‘Malware on laptop energy company US not from Russian state hackers’

A US government investigation shows that the malware recently found on the laptop of a power grid operator in the US state of Vermont did not come from Russian state hackers. The investigation began Friday.

The Washington Post, which also published the news about the malware last week, cites sources with knowledge of the investigation.
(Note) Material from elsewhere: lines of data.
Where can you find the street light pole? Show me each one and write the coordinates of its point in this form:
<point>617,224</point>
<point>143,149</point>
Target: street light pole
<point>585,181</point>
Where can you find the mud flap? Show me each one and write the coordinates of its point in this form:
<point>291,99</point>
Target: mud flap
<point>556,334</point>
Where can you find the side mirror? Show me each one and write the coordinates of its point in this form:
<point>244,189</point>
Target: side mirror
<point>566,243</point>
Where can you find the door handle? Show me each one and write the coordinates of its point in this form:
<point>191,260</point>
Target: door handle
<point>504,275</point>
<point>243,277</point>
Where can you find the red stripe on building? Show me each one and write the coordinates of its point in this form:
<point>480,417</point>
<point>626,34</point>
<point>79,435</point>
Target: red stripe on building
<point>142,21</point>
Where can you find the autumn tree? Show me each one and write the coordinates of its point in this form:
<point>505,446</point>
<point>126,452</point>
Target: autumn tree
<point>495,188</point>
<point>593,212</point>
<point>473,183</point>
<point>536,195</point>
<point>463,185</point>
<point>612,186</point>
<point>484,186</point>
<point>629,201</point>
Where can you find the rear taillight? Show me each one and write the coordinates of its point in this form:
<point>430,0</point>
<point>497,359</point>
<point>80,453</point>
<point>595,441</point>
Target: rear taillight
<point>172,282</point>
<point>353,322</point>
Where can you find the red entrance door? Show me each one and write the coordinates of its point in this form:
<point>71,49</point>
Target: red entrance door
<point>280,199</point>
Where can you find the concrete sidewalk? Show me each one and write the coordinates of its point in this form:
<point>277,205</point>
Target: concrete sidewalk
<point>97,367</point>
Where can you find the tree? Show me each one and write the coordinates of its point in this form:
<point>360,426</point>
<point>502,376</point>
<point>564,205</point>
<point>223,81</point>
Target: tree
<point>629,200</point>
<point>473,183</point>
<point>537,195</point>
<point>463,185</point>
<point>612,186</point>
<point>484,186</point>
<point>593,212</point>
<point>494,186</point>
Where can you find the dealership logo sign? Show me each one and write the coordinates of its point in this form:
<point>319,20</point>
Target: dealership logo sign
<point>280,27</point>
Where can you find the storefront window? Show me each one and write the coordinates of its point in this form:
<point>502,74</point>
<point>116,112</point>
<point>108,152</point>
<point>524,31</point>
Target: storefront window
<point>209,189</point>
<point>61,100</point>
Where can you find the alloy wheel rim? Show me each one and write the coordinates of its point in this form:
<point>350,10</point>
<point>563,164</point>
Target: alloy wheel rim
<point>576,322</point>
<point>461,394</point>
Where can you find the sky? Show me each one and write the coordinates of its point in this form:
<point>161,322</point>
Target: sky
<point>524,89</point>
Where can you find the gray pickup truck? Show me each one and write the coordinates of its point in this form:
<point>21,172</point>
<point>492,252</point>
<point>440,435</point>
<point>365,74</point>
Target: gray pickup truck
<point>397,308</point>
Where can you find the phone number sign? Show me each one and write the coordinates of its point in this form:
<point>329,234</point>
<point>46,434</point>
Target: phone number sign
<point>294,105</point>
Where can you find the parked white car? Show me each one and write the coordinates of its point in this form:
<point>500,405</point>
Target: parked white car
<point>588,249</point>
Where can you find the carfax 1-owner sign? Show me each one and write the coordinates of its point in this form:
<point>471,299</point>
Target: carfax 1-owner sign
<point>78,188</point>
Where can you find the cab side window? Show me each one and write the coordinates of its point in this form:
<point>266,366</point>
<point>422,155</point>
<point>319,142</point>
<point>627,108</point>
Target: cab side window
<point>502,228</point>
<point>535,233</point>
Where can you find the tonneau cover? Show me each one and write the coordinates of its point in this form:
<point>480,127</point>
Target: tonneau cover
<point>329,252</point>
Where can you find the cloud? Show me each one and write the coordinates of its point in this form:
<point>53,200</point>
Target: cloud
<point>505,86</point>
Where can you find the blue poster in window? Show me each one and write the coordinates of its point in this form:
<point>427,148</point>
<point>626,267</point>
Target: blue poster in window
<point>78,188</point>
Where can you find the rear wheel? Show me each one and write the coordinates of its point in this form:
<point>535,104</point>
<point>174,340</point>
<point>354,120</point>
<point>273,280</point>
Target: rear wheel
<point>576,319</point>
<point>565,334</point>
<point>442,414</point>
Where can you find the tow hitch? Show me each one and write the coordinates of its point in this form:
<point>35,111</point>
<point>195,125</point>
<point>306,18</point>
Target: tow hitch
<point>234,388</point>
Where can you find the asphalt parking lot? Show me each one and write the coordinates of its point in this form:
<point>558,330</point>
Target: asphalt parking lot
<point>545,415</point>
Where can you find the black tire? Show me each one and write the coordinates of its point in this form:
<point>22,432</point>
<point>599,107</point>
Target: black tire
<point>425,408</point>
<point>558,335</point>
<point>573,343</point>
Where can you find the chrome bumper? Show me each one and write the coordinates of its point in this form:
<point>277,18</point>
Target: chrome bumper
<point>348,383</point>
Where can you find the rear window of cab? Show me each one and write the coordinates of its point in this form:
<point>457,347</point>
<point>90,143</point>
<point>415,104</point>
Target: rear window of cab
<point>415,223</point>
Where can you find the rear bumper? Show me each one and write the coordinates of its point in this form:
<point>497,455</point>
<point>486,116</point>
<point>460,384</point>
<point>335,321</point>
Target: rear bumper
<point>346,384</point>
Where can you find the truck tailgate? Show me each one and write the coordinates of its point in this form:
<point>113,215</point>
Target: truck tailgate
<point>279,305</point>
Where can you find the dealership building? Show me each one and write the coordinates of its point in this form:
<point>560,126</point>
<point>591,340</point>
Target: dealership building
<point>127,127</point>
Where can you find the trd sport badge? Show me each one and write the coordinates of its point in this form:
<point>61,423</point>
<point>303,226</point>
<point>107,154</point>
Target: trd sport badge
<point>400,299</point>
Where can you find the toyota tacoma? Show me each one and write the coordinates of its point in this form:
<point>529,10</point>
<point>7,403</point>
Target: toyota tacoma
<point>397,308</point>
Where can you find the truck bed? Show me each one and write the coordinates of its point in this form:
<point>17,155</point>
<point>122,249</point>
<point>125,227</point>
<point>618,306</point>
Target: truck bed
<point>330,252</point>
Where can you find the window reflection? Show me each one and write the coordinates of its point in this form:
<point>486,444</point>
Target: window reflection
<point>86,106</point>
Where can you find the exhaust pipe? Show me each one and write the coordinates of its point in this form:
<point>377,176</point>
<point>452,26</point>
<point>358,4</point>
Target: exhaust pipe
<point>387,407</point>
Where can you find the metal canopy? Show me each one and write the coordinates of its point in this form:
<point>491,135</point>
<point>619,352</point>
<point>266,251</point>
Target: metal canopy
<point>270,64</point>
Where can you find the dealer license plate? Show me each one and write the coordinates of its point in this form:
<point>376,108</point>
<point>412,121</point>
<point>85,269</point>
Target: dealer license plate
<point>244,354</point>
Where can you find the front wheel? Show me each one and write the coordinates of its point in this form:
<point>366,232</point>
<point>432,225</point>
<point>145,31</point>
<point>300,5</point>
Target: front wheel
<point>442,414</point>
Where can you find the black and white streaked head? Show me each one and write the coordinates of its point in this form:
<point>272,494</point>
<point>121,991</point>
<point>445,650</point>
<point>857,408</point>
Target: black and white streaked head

The investigation revealed that malware was present on the laptop, but not that it was linked to the ‘Grizzly Steppe’ spear phishing campaign, which was carried out on the Democratic party. It is said to be malware distributed by a common exploit kit called Neutrino, which is used by internet criminals.

It is not yet clear how the malware ended up on the laptop via the exploit kit, the newspaper continues. An employee may have connected to a suspicious IP address when trying to view his Yahoo email. Initially, the malware was attributed to the Grizzly Steppe campaign, which was named in an FBI report released last week. In a later message, the energy company said it would be ‘suspicious internet traffic’. The newspaper writes that the FBI report caused a lot of confusion. As a result, it received a lot of criticism from security experts.

The confusion is said to have arisen, among other things, because the report is very broad and does not contain specific information. For example, it mentioned a list of suspicious IP addresses, but those alone would not be enough to designate a person responsible. This is because these can be used by many different parties, an expert explains to the newspaper. A government official defends the report, saying that “this is exactly the kind of information the government should share because the security capabilities of companies and organizations vary widely.”